Dowódca sił NATO w Europie- generał Ben Hodges – ujawnił, że trwają rozmowy dotyczące rozmieszczenia w Polsce wyposażenia dla amerykańskiej brygady pancernej. To efekt nowej strategii Sojuszu Północnoatlantyckiego. Chodzi także o „zapewnienie” państw regionu, że Amerykanie na poważnie angażują się w „odstraszanie” rosyjskiej agresji.
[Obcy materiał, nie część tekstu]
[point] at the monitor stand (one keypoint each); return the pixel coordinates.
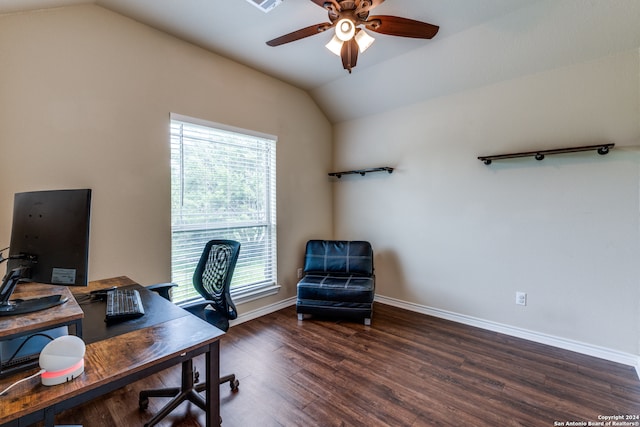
(20, 306)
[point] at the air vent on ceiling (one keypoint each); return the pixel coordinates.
(265, 5)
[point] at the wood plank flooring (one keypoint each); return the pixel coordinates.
(406, 369)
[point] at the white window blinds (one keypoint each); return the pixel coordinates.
(222, 187)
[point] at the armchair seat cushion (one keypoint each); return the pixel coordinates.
(336, 288)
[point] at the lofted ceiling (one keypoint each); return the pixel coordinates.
(480, 42)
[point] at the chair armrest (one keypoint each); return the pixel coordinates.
(162, 289)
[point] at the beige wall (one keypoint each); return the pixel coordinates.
(85, 98)
(457, 236)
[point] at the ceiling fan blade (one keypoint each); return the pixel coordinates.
(300, 34)
(404, 27)
(349, 54)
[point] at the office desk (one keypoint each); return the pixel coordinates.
(116, 361)
(67, 314)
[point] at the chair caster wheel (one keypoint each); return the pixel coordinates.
(143, 404)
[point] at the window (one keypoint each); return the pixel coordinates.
(222, 187)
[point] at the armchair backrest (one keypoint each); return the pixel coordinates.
(339, 257)
(212, 277)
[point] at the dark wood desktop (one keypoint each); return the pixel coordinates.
(118, 360)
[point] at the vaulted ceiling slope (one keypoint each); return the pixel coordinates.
(480, 42)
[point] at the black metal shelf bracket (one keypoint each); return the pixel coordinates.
(602, 149)
(362, 172)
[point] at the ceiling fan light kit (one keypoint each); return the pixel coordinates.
(346, 17)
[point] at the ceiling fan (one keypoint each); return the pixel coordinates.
(347, 16)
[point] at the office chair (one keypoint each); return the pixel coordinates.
(212, 280)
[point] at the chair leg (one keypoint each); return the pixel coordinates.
(186, 392)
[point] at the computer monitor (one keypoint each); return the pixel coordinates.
(50, 236)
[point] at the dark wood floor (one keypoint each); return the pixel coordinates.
(407, 369)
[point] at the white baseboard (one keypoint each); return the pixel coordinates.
(564, 343)
(263, 311)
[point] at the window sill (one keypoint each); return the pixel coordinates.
(245, 295)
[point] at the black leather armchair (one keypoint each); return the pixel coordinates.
(339, 280)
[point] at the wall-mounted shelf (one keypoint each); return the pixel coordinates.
(602, 149)
(362, 172)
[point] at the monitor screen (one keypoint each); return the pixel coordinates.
(50, 236)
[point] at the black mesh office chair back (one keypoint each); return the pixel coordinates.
(212, 280)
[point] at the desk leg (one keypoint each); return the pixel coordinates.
(212, 366)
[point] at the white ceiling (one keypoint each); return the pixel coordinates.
(479, 42)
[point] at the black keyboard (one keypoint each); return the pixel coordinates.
(123, 304)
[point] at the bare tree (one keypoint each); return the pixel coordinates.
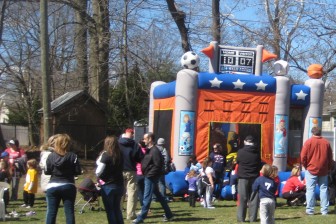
(179, 18)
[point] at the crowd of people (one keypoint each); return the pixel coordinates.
(136, 171)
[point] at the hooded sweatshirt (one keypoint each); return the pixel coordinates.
(131, 153)
(62, 169)
(249, 162)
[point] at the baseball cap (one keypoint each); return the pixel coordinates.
(161, 141)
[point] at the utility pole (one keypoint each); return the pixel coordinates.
(45, 70)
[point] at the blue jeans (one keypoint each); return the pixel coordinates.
(311, 182)
(111, 195)
(151, 187)
(66, 193)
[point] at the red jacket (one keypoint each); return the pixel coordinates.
(316, 156)
(293, 184)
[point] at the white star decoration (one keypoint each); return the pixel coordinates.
(261, 85)
(238, 84)
(301, 95)
(215, 82)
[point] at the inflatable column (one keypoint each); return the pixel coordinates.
(151, 105)
(185, 106)
(213, 60)
(313, 112)
(282, 102)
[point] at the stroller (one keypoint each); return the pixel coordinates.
(90, 195)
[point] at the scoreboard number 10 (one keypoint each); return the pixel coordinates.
(237, 60)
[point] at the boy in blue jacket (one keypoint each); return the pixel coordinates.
(265, 187)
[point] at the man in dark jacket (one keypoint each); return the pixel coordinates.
(152, 166)
(132, 154)
(249, 165)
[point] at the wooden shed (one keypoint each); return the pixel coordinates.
(80, 116)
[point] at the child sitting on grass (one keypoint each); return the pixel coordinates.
(294, 190)
(30, 187)
(265, 187)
– Mamy już odpowiednią bazę w Niemczech, ale naszym pomysłem jest docelowo przesunąć ciężki brygadowy zespół bojowy na wschód: do Polski, Rumunii lub jednego z krajów bałtyckich – powiedział gen. Ben Hodges odbywając wizytę w Wilnie. Oficer zadeklarował, że amerykańscy żołnierze przebywać będą w Polsce tak długo, jak długo „konieczne będzie powstrzymywanie rosyjskiej agresji”.
Wesprzyj nas już teraz!
W jednym z państw regionu Amerykanie rozmieściliby całe wyposażenie jednego ciężkiego brygadowego zespołu pancernego (czołgi, artylerię, wozy opancerzone, części, zapasy). Podobne składy zostały już rozmieszczone w przeszłości w Norwegii i we Włoszech. Ze względu na cięcia w amerykańskich budżecie obronnym, na terenie Polski bądź Rumunii stacjonowałaby część składu osobowego jednostki.
Generał Ben Hodges ujawnił w Wilnie, że trwają rozmowy dotyczące dokładnego miejsca rozmieszczenia amerykańskiego sprzętu i żołnierzy.